We learnt privately, from Messrs. Mathews, Bonney, and Tuckett, that unless the snow was in a good state upon the final peak (that is to say, coherent and stable), we should probably be of the same opinion as themselves; and that, although the face of the mountain fronting the Glacier de l’Encula was much less steep than its other faces, and was apparently the only side upon which an attempt was at all likely to be successful, it was, nevertheless, so steep, that for several days, at least, after a fall of snow upon it, the chances in favour of avalanches would be considerable.

The reader need scarcely be told, after all that has been said about the variableness of weather in the High Alps, the chance was small indeed that we should find upon the 25th of June, or any other set day, the precise condition of affairs that was deemed indispensable for success. We had such confidence in the judgment of our friends, that it was understood amongst us the ascent should be abandoned, unless the conditions were manifestly favourable.

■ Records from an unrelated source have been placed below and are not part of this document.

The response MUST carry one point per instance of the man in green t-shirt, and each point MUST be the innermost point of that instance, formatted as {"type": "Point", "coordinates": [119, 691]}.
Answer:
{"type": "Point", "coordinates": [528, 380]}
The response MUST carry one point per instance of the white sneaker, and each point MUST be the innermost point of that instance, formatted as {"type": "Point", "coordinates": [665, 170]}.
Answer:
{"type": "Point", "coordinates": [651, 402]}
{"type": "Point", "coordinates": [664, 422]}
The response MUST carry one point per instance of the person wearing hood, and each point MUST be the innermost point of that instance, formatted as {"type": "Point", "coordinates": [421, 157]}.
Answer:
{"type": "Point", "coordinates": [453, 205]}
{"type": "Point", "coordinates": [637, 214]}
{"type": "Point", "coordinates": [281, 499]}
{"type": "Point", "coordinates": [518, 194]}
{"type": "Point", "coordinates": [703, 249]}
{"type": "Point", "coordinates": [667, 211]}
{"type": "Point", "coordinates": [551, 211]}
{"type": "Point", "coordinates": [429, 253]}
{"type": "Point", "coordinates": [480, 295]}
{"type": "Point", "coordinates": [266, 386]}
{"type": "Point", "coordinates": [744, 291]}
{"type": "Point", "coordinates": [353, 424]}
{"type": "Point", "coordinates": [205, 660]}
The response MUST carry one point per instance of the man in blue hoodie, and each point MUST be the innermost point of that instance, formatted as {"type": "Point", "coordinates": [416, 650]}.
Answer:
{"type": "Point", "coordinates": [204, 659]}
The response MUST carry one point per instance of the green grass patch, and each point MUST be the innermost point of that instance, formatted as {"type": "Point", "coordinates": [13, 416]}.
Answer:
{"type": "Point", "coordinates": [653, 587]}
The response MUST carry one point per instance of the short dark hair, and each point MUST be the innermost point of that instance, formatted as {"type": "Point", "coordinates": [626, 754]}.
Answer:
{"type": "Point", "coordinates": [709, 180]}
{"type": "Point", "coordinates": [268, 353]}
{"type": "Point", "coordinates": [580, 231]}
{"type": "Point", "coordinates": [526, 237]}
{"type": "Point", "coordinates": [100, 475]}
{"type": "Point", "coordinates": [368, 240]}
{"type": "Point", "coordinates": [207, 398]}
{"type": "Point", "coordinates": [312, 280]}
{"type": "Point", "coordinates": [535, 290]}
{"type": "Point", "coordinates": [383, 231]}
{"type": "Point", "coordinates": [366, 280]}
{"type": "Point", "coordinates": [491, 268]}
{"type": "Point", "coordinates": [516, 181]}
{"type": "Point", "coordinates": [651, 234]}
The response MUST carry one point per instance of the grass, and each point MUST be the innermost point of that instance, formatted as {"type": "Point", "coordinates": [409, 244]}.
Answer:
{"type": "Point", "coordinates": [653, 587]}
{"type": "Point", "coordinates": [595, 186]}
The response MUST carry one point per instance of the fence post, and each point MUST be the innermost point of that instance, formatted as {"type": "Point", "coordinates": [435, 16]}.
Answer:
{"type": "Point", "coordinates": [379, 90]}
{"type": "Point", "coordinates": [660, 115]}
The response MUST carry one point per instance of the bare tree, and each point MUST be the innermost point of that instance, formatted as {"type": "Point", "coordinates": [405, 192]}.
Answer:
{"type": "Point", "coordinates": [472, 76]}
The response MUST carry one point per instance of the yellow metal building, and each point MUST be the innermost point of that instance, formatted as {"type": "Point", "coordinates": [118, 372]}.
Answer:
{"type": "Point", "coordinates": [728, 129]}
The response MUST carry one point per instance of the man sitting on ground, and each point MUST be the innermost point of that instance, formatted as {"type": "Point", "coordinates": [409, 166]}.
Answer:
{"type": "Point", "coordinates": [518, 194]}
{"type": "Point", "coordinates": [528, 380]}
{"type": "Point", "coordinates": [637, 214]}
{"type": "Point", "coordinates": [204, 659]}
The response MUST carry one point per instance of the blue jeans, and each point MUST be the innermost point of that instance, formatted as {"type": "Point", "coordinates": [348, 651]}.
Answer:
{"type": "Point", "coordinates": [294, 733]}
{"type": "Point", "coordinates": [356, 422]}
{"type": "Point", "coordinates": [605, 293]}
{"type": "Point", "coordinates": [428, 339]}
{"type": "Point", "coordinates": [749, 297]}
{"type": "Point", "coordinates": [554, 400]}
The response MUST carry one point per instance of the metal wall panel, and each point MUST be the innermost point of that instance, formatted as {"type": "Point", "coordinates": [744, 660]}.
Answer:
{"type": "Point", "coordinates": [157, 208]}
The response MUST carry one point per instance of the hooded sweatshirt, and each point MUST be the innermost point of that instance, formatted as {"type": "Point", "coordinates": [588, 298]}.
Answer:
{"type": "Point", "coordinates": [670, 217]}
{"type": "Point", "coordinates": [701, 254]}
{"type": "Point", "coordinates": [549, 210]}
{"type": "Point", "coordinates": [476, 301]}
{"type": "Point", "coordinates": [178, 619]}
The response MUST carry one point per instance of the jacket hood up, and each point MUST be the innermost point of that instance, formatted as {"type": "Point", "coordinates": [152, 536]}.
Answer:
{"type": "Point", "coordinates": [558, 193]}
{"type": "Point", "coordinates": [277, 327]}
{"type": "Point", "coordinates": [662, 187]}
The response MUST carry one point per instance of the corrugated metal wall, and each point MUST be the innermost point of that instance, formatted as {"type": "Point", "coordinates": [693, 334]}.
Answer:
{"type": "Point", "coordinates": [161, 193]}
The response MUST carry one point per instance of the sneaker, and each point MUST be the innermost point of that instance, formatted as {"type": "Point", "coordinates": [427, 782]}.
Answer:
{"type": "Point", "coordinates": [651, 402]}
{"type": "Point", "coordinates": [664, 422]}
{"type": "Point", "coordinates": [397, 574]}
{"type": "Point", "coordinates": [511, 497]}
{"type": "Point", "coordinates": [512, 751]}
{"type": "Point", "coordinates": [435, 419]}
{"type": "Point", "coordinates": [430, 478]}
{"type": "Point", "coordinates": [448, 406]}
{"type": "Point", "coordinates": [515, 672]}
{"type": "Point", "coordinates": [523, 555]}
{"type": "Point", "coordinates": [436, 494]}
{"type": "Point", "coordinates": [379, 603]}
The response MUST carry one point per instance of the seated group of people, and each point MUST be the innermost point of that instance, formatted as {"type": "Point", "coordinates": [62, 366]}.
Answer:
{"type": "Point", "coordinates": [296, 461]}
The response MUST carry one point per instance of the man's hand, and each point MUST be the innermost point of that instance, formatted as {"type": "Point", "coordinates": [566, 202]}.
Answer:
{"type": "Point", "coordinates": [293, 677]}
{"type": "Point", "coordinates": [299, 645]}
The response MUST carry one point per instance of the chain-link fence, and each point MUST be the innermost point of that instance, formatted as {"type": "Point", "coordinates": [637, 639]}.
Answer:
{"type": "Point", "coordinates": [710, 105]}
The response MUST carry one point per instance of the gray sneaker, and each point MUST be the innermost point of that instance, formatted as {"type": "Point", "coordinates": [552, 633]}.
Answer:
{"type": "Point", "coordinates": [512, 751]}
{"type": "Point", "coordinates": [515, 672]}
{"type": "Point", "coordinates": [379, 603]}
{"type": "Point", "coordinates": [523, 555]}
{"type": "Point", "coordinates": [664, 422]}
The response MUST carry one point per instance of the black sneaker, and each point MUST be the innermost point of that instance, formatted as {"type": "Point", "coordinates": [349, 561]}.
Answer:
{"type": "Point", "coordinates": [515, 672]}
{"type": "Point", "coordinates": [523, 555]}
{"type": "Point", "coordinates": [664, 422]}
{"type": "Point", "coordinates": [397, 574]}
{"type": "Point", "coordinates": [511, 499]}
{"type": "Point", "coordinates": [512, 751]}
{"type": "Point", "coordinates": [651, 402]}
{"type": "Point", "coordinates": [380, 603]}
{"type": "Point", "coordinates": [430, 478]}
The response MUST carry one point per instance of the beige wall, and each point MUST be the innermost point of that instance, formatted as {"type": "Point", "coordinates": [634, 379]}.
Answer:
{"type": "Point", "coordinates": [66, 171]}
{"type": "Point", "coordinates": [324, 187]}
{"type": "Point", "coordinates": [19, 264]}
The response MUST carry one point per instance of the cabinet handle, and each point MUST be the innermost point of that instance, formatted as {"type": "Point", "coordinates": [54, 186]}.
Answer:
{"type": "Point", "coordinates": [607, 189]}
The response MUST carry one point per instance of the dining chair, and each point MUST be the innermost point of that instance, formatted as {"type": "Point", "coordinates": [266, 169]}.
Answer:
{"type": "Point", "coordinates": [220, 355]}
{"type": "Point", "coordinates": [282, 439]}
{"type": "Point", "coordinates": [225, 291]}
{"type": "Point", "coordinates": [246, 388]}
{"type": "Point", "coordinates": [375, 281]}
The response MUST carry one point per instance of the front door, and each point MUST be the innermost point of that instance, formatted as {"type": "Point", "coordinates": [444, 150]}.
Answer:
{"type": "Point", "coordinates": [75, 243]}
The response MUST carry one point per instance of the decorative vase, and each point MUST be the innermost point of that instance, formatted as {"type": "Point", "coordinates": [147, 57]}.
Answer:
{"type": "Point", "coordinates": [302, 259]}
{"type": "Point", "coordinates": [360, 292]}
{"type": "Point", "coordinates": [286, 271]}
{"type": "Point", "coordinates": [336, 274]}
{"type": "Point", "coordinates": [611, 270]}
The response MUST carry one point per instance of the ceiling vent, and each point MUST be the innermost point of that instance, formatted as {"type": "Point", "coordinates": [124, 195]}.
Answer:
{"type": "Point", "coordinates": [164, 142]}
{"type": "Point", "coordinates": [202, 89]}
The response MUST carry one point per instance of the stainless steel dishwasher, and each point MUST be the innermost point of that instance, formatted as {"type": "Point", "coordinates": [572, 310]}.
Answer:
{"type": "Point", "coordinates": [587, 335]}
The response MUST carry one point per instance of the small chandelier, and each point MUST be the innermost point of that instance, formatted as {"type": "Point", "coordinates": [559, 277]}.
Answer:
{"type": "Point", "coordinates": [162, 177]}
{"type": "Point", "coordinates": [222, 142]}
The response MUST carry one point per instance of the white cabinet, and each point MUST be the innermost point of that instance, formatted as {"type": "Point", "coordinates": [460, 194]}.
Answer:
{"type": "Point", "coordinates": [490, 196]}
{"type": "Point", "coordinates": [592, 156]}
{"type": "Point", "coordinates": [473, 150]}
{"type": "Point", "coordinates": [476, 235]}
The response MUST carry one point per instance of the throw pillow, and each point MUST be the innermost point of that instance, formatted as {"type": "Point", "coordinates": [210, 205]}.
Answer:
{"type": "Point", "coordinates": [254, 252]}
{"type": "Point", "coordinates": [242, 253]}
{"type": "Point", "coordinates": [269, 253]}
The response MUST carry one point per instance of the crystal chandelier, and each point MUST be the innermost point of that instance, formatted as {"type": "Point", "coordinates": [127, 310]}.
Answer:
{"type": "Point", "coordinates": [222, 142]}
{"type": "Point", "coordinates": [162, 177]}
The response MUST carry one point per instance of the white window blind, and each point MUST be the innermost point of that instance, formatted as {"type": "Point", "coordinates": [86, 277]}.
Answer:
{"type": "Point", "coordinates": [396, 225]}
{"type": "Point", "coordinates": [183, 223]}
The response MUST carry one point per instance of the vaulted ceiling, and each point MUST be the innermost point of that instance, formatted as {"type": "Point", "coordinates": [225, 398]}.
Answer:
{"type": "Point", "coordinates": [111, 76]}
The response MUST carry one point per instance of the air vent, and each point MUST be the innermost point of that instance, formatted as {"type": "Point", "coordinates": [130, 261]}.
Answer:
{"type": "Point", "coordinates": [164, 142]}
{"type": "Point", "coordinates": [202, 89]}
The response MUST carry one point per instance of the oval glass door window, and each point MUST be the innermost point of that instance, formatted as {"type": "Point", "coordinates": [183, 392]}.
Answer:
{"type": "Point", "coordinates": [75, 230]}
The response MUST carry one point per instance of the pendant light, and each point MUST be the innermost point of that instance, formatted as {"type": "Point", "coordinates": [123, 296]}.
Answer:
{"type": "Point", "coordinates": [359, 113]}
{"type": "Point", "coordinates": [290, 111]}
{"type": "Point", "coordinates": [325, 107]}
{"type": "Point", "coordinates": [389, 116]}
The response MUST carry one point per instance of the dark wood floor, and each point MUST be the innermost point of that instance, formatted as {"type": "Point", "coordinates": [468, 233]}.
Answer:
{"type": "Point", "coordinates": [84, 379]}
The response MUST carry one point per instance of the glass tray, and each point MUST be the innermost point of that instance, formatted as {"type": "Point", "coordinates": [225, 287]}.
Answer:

By five minutes to six we were at the top of the gully (a first-rate couloir, about 1000 feet high), and within sight of our work. Hard, thin, and wedge-like as the Ecrins had looked from afar, it had never looked so hard and so thin as it did when we emerged from the top of the couloir through the gap in the ridge. No tender shadows spoke of broad and rounded ridges, but sharp and shadowless its serrated edges stood out against the clear [pg 155]sky.[110] It had been said that the route must be taken by one of the ridges of the final peak, but both were alike repellent, hacked and notched in numberless places. They reminded me of my failure on the Dent d’Hérens in 1863, and of a place on a similar ridge, from which advance or retreat was alike difficult. But, presuming one or other of these ridges or arêtes was practicable, there remained the task of getting to them, for completely round the base of the final peak swept an enormous bergschrund, almost separating it from the slopes which lay beneath. It was evident thus early that the ascent would not be accomplished without exertion, and that it would demand all our faculties and all our time. In more than one respect we were favoured. The mists were gone, the day was bright and perfectly calm; there had been a long stretch of fine weather beforehand, and the snow was in excellent order; and, most important of all, the last new snow which had fallen on the final peak, unable to support itself, had broken away and rolled in a mighty avalanche, over schrund, névé, séracs, over hills and valleys in the glacier [pg 156](levelling one and filling the other), completely down to the summit of the Col des Ecrins, where it lay in huge jammed masses, powerless to harm us; and had made a broad track, almost a road, over which, for part of the way at least, we might advance with rapidity.

We took in all this in a few minutes, and seeing there was no time to be lost, despatched a hasty meal, left knapsacks, provisions, and all incumbrances by the Col, started again at half-past six, and made direct for the left side of the schrund, for it was there alone that a passage was practicable. We crossed it at 8.10. Our route can now be followed upon the [annexed outline]. The arrow marked D points out the direction of the Glacier de la Bonne Pierre. The ridge in front, that extends right across, is the ridge that is partially shown on the top of the map at p. 146, leading from Roche Faurio towards the W.N.W. We arrived upon the plateau of the Glacier de l’Encula, behind this ridge, from the direction of D, and then made a nearly straight track to the left hand of the bergschrund at A.